The U.S.-centric oil and gas major reported earnings last night that, at first glance, were solid. However, the more consequential factor in today's price action was a report that Iran is seriously considering a U.S. proposal to end the war and reopen the Strait of Hormuz.

NYSE: OXY
Key Data Points
Occidental beats earnings, but geopolitics overwhelms
In the first quarter, Occidental delivered "mixed" results, with revenue falling 8.4% to $5.23 billion, missing expectations. On the other hand, the company's adjusted (non-GAAP) profits of $1.06 far exceeded expectations, beating the $0.59 consensus by a wide margin.
The discrepancy could stem from several factors. First, Occidental sold off its OxyChem business on Jan. 2, which accounts for the decline in revenue. Second, revenue may have missed a bit due to Occidental's partial oil-price hedges, which were apparently put on before the Iran war broke out. Early in the quarter, Occidental hedged 100 million barrels per day, setting a floor of $55 per barrel and a ceiling of $75.89. Occidental produced 1,426 million barrels of oil equivalent per day during the quarter, exceeding the high end of guidance, so the hedges accounted for only about 7% of production. Still, those poorly timed hedges may have limited the upside in revenue.
On the other hand, Occidental also appears to have done very well operationally, with production exceeding the high end of guidance despite capital spending being lower than last year. The greater efficiency likely carried over into the outsize profit beat, along with a massive debt paydown. Since the start of the year, Occidental has paid down $7.1 billion, thanks to the OxyChem sale and higher free cash flow. That materially lowered interest expense relative to last year.

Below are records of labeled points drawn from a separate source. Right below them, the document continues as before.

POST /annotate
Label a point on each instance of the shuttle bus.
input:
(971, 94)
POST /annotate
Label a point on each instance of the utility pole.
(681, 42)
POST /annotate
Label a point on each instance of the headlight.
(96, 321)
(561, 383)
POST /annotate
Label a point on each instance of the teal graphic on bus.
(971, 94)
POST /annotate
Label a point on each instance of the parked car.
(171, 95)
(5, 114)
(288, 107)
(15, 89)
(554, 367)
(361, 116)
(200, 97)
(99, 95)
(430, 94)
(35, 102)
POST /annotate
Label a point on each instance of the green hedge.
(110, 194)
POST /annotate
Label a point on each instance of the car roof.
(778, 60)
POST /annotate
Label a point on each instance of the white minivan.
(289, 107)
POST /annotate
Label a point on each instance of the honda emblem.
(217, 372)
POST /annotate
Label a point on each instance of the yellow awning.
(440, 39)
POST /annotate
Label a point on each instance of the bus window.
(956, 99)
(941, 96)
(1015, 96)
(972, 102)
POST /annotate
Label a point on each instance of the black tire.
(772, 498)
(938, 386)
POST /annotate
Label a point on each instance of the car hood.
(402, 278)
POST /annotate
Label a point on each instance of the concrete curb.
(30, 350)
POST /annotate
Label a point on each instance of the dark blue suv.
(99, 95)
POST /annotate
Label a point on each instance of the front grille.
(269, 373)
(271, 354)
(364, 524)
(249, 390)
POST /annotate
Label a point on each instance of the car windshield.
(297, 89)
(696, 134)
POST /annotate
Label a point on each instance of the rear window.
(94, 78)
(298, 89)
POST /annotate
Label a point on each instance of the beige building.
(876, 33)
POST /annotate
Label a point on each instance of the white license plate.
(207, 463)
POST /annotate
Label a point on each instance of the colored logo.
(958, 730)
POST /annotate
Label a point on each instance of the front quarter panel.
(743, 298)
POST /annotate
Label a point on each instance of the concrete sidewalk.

But the profit beat was overshadowed by oil prices falling more than 12% at one point today, before recovering to a 7.2% decline as of this writing. Prices fell after Axios first reported Iran was considering the latest one-page peace proposal to end the war and reopen the Strait of Hormuz. That sent oil prices and the entire sector down in lockstep, showing that Occidental's results weren't the driving factor.
Image source: Getty Images.
The oil rally may not be over
It should be noted that nothing has been agreed to on the Iranian side, and prior reports of a potential deal have fallen through. Therefore, the high oil prices we see today could very well persist, or even rise further if hostilities restart.
In the meantime, Occidental is in a good position, as the current elevated oil price gives it a chance to pay down a significant portion of its debt. That should de-risk the company going forward, and potentially pave the way for more acquisitions, share repurchases, or dividend increases.